Complete Workflow Example

# ============================================
# PHASE 1: PREPARATION
# ============================================

# Check environment
check_environment()  # Verify ffmpeg, API keys

# Generate voiceover FIRST (timing drives everything)
vo = generate_voiceover(
    text="Welcome to our product.
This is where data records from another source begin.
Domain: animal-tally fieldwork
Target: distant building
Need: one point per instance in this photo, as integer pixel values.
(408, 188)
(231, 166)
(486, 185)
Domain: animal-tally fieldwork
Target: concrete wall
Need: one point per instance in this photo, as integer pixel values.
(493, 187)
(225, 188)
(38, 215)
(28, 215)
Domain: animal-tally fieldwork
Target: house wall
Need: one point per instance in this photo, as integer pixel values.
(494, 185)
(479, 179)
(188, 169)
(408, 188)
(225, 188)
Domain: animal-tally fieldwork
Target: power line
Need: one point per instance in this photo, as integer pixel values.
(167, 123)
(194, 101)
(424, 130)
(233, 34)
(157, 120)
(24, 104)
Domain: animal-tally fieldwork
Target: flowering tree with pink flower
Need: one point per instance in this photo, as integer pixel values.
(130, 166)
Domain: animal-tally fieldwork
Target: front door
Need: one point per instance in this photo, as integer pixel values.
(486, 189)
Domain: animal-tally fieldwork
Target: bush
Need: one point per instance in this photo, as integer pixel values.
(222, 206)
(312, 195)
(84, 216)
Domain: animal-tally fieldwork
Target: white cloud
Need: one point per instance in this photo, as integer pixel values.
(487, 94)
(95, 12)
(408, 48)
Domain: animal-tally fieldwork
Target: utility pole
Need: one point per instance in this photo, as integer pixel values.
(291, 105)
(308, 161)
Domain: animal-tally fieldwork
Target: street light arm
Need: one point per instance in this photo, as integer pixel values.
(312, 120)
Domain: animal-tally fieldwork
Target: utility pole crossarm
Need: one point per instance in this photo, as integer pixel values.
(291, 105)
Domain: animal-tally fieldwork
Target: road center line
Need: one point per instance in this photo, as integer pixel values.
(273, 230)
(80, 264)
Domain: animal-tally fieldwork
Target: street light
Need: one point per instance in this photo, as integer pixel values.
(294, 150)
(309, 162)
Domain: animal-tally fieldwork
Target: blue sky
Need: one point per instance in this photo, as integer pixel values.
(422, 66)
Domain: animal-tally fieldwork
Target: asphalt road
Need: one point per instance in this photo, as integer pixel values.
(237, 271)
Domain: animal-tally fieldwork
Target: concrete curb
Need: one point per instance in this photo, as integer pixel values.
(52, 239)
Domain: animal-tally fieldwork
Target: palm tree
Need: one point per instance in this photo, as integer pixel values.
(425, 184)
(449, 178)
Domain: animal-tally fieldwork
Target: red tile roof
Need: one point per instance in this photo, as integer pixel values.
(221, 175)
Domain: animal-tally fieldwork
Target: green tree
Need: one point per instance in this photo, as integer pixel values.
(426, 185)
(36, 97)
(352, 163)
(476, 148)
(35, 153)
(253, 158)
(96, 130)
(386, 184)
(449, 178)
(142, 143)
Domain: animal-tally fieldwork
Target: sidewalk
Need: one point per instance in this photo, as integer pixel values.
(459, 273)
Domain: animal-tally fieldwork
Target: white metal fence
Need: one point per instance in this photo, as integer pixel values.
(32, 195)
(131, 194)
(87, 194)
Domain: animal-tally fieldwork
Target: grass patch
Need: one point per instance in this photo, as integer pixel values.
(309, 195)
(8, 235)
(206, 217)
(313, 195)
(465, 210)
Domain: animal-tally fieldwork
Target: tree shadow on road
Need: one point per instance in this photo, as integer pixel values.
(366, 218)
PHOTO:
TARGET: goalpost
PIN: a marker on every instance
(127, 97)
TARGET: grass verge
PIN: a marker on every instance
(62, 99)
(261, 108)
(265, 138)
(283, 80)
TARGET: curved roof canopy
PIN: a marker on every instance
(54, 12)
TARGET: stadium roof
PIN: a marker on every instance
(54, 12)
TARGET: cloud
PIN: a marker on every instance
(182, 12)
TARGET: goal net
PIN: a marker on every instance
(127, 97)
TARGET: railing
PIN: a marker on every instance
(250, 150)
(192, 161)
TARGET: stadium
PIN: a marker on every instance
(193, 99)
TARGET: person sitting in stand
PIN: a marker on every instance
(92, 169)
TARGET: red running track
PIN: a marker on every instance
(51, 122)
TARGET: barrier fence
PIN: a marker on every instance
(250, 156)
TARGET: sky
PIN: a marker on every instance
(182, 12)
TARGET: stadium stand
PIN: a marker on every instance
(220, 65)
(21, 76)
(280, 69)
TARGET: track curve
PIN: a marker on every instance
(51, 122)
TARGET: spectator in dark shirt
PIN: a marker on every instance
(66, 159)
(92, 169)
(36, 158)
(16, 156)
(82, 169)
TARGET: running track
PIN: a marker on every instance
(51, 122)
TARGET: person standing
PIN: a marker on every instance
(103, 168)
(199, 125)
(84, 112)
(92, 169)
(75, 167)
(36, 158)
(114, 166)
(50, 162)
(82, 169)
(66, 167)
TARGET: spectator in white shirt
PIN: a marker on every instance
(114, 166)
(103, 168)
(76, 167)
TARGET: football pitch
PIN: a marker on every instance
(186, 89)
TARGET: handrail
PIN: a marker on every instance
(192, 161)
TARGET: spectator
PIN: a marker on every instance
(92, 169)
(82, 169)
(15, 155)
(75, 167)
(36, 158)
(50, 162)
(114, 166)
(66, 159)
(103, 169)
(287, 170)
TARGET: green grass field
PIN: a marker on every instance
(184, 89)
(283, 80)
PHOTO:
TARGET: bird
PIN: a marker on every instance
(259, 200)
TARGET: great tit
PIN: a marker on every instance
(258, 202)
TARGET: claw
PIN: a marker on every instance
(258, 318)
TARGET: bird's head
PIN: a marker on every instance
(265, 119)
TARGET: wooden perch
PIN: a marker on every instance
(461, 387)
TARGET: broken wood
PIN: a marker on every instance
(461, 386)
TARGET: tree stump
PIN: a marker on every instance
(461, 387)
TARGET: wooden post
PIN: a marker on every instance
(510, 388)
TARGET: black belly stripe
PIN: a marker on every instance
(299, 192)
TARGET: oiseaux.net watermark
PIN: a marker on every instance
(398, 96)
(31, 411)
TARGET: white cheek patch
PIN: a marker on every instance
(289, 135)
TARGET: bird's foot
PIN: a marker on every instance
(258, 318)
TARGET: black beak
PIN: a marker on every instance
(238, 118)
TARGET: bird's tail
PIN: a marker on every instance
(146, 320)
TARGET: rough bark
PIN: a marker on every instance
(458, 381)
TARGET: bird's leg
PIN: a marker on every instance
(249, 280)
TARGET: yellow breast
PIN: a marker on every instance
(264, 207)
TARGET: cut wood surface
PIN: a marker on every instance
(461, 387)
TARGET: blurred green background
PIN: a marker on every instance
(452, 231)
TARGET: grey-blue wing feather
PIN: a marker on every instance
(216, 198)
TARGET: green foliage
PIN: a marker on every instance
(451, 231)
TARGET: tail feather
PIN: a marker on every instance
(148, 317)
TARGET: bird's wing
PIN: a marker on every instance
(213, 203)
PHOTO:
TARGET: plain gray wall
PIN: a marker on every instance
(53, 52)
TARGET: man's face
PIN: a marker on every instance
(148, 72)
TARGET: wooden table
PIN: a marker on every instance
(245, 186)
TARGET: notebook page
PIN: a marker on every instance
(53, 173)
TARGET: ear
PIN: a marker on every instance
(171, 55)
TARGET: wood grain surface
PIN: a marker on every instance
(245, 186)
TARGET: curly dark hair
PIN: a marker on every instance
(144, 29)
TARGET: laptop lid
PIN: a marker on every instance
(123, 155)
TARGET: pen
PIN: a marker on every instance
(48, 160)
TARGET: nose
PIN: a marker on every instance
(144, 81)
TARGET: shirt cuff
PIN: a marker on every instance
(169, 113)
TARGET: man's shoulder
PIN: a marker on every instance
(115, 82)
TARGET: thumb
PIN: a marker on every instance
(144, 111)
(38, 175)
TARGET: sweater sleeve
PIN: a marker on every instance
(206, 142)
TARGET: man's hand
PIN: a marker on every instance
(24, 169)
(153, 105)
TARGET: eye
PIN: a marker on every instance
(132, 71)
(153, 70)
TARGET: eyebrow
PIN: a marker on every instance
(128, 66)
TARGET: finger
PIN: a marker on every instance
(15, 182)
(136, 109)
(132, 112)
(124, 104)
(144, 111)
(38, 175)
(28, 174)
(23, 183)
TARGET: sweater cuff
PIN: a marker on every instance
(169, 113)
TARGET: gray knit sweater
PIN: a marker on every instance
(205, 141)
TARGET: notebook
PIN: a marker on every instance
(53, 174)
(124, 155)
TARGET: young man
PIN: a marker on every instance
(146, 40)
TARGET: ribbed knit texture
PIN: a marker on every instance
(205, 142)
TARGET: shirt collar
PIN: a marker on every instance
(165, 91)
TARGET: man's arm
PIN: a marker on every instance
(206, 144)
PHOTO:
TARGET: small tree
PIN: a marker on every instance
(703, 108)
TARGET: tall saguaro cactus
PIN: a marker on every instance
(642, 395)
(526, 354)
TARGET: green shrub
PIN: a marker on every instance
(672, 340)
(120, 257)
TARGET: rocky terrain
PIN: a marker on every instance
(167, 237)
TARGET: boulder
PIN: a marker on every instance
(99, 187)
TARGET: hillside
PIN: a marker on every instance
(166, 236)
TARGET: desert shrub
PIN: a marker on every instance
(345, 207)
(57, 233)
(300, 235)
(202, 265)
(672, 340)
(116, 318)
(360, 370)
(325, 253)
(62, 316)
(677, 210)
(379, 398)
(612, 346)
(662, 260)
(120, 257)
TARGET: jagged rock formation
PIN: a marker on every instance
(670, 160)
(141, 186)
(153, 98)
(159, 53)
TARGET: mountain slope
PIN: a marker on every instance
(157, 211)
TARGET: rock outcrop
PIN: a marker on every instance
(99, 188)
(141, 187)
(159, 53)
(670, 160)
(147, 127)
Watch as we explore the key features.",
    voice="21m00Tcm4TlvDq8ikWAM",  # ElevenLabs Rachel voice
    provider="elevenlabs"
)
vo_duration = get_audio_duration(vo["data"]["path"])  # ~8 seconds

# Find background music
tracks = list_stock_music(query="corporate inspiring", instrumental=True, speed="medium")
music = download_stock_music(url=tracks["data"]["tracks"][0]["download_url"])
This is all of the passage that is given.